A tenant's plan maps to limits enforced at runtime:

  • The FREE plan is bounded (capped resources / spend).
  • Paid and custom plans are unlimited.

Enforcement points:

Limit hit atResponse
Resource creation over quotaHTTP 402 Payment Required
LLM call admission over quotaHTTP 429 Too Many Requests

Per-tenant cost attribution rolls up token usage by tenant, feeding the live AI-spend dashboard (see Token Usage).


Tenant lifecycle & teardown

Tenant teardown is platform-admin only, audited, and idempotent:

  • Suspend — flips status to SUSPENDED. The resolution filter then blocks the tenant's members (403) without destroying any data, so suspension is fully reversible (Activate flips it back).
  • Delete — supports a dryRun mode that returns the deletion plan without mutating anything. A real delete purges the storage prefix, removes the Lucene vector directory, evicts caches, and removes the membership + tenant rows. The tenant's @TenantId content becomes unreachable immediately, because the resolver never again yields a deleted tenant id.
Engine-side cleanup is a runbook step

A physical database row sweep, dropping external Solr/Elasticsearch cores, and Keycloak attribute cleanup require the live engines and are deployment-specific operational steps that run alongside the in-app delete.


Adding a tenant-safe entity (for developers)

If you extend Turing with a new persistent entity, decide which kind it is:

  1. Tenant-owned content (a tenant's own data — like a site or an agent): add a @TenantId discriminator column.
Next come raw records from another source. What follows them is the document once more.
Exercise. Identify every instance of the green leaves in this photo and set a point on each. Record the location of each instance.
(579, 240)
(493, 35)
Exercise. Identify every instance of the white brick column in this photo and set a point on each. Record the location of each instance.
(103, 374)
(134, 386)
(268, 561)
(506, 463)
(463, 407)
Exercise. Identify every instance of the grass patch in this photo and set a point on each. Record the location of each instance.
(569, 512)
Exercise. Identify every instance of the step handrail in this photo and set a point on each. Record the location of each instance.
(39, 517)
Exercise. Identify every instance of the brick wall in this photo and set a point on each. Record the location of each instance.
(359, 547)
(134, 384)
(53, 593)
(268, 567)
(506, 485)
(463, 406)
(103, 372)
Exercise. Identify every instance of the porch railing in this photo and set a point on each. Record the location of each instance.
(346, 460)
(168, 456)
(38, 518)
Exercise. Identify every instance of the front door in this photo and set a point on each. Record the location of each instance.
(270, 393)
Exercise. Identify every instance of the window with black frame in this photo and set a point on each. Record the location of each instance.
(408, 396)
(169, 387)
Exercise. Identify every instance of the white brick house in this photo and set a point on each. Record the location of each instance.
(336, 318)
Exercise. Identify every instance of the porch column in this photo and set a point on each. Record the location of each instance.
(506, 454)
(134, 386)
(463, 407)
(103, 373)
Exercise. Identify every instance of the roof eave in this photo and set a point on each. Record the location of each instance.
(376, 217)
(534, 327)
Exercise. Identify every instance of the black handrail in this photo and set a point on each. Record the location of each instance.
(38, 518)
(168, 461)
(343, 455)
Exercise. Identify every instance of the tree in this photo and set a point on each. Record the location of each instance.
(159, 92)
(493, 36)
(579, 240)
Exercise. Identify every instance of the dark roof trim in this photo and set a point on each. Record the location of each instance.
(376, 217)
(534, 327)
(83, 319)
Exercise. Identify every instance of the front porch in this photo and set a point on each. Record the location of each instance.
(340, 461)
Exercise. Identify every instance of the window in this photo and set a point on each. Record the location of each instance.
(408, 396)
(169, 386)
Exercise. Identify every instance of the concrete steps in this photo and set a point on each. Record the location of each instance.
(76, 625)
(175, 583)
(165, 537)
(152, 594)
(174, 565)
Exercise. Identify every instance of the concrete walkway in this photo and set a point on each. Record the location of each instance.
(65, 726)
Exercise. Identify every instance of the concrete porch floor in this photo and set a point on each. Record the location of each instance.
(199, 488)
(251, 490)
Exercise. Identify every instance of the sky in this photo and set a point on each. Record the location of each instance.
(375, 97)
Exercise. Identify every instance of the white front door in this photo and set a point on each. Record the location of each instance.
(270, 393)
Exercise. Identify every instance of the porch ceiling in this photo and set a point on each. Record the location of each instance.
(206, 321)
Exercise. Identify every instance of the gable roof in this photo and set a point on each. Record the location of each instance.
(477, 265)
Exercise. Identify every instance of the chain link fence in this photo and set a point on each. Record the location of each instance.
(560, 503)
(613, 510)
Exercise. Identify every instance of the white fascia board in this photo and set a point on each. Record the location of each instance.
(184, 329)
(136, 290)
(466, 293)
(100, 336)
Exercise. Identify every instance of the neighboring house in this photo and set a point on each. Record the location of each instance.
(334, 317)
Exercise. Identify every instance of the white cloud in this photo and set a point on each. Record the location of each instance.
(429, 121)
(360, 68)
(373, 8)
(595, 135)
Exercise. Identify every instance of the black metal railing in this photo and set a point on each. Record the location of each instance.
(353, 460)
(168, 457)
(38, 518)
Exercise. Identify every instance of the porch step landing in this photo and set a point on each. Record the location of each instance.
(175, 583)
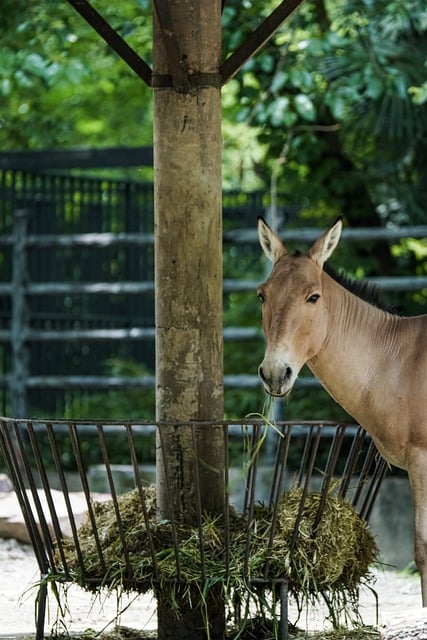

Add it to the schema as nullable with a DEFAULT default value, backfill existing NULLs to DEFAULT, then flip it NOT NULL in a follow-up migration. Hibernate handles stamping and filtering from there.

  2. Shared infrastructure (BYO keys with a global pool): add a plain nullable tenant id (not @TenantId) and a findVisibleToTenant query that returns tenantId = :t OR tenantId IS NULL. Gate creation of null-tenant globals on ROLE_PLATFORM_ADMIN.

  3. Out-of-band resource (a new cache, core, storage path, or queue): prefix it with the current tenant using the matching component, and add a negative assertion to the isolation suite.

  4. Never read across tenants except through the audited platform-admin service.


Escalation seam (shared → schema → database)

Every tenant carries an isolationMode of SHARED, SCHEMA, or DB (default SHARED). This reserves a future migration path to move a heavy enterprise tenant onto a dedicated schema or database — via a pluggable Hibernate tenant connection provider — without changing the data model. Only SHARED is implemented today; the field exists so the escalation path requires no schema rewrite later.